Learning to slow down and pay attention

The biggest shift I did was to slow down. Instead, I stopped immediately immediately, I started paying attention to what happened right now.

I asked myself simple questions. Which moments of my day do I feel content? When do I feel the most busy? What little action do you take to me?

Then I did more things. I took coffee in the morning instead of rushing through it. I had longer conversations with friends instead of being treated like their verification. I allowed myself to enjoy the hobbies without needing them effective or impressive.

The more I have presented, so wisely felt my life. The goal was not something I found that it was that I had to notice.

If you are looking for a bigger answer, maybe it’s time to stop looking so far away.

Living on your own terms

For most of my life, I allow external expectations to form my idea. Success meant achievement. Performance meant to find one passion. Slow down felt that he was falling.

But when I began to interrogate those beliefs, I realized that they were not really mine. They were ideas that I absorbed from the public, work culture, the people around me.

Leaving that these expectations gave me the opportunity to reconsider the purpose on their own conditions. And that shift was not just about Ikigai. It was about how I approached everything in my life.

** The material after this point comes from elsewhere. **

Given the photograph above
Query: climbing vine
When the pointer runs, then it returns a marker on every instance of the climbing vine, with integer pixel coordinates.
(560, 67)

Here is what I have learned.

  • The goal is not something you find. It’s something you create what you’re already around.
  • Slowness does not mean less to do. It means paying attention to what is really important.
  • You don’t need one big mission to have small moments of a meaningful life, they are just as valuable.
  • Asking what you have taught about success and performance can open doors that you didn’t even know.

If you get stuck, maybe it’s not because you have lost but because you follow the purpose of the purpose that has never been noticed for you.

When you start thinking yourself and take responsibility for shaping your own way, everything changes. You stop searching and start living.